I am new to VBA. Is there a way I can implement this fix in the code? As a secondary question, are there other unique issues that could arise from comparing the names of insurance companies? Thank you for the help!

Answer 1

Your whole question can be replaced by "How do I use the replace function in VBA?". In general, the algorithm in the question looked interesting, thus I have done this for you.

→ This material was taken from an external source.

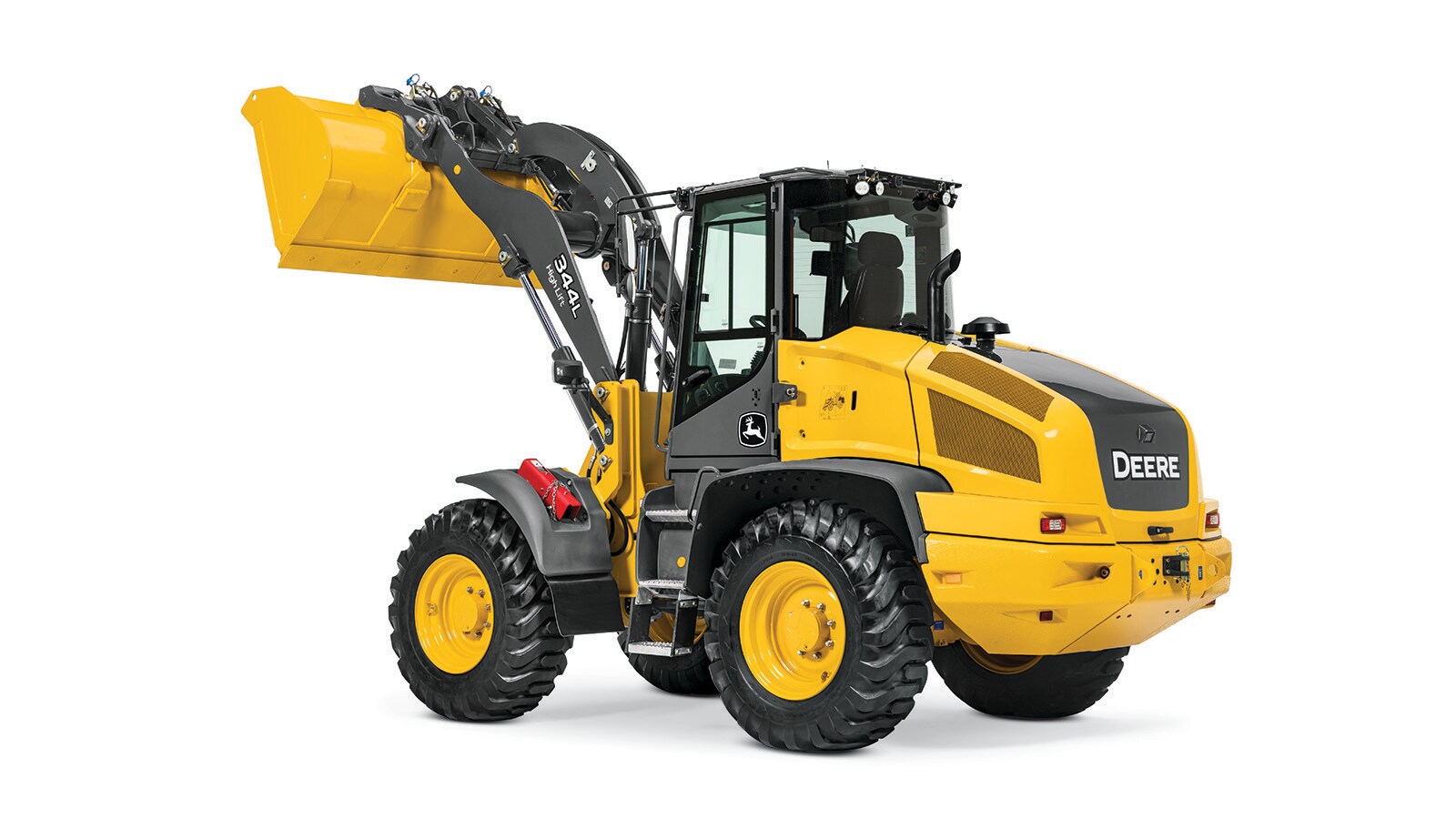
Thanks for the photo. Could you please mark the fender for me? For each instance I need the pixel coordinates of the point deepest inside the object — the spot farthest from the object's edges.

Simply add anything in the Array() of the function, it will work (Just write in lower case the values in the array):

Public Function removeSpecificWords(s As String) As String

 Dim arr     As Variant
 Dim cnt     As Long

 arr = Array("insurance", "company", "firma", "firm", "holding")
 removeSpecificWords = s

 For cnt = LBound(arr) To UBound(arr)
  removeSpecificWords = Replace(LCase(removeSpecificWords), LCase(arr(cnt)), vbNullString)
 Next cnt

End Function

Public Sub TestMe()

    Debug.Print removeSpecificWords("InsHolding")
    Debug.Print removeSpecificWords("InsuranceInsHoldingStar")

End Sub

In your case:

    S1 = removeSpecificWords(S1)
    S2 = removeSpecificWords(S2)
    valuePhrase = LevenshteinDistance(S1, S2)

Answer 2

When I had a similar issue in trying to remove duplicate addresses, I approached the problem the other way and used the Longest Common Substring.

Function DetermineLCS(source As String, target As String) As Double
    Dim results() As Long
    Dim sourceLen As Long
    Dim targetLen As Long
    Dim counter1 As Long
    Dim counter2 As Long

    sourceLen = Len(source)
    targetLen = Len(target)

    ReDim results(0 To sourceLen, 0 To targetLen)

    For counter1 = 1 To sourceLen
        For counter2 = 1 To targetLen
            If Mid$(source, counter1, 1) = Mid$(target, counter2, 1) Then
                results(counter1, counter2) = results(counter1 - 1, counter2 - 1) + 1
            Else
                results(counter1, counter2) = WorksheetFunction.Max(results(counter1, _
                        counter2 - 1), results(counter1 - 1, counter2))
            End If
        Next counter2
    Next counter1

    'return the percentage of the LCS to the length of the source string
    DetermineLCS = results(sourceLen, targetLen) / sourceLen
End Function

For addresses, I've found that about an 80% match gets me close to a hundred percent matches. with insurance agency names (and I used to work in the industry, so I know the problem you face), I might suggest a 90% target or even a mix of the Levenshtein Distance and LCS, minimizing the former while maximizing the latter.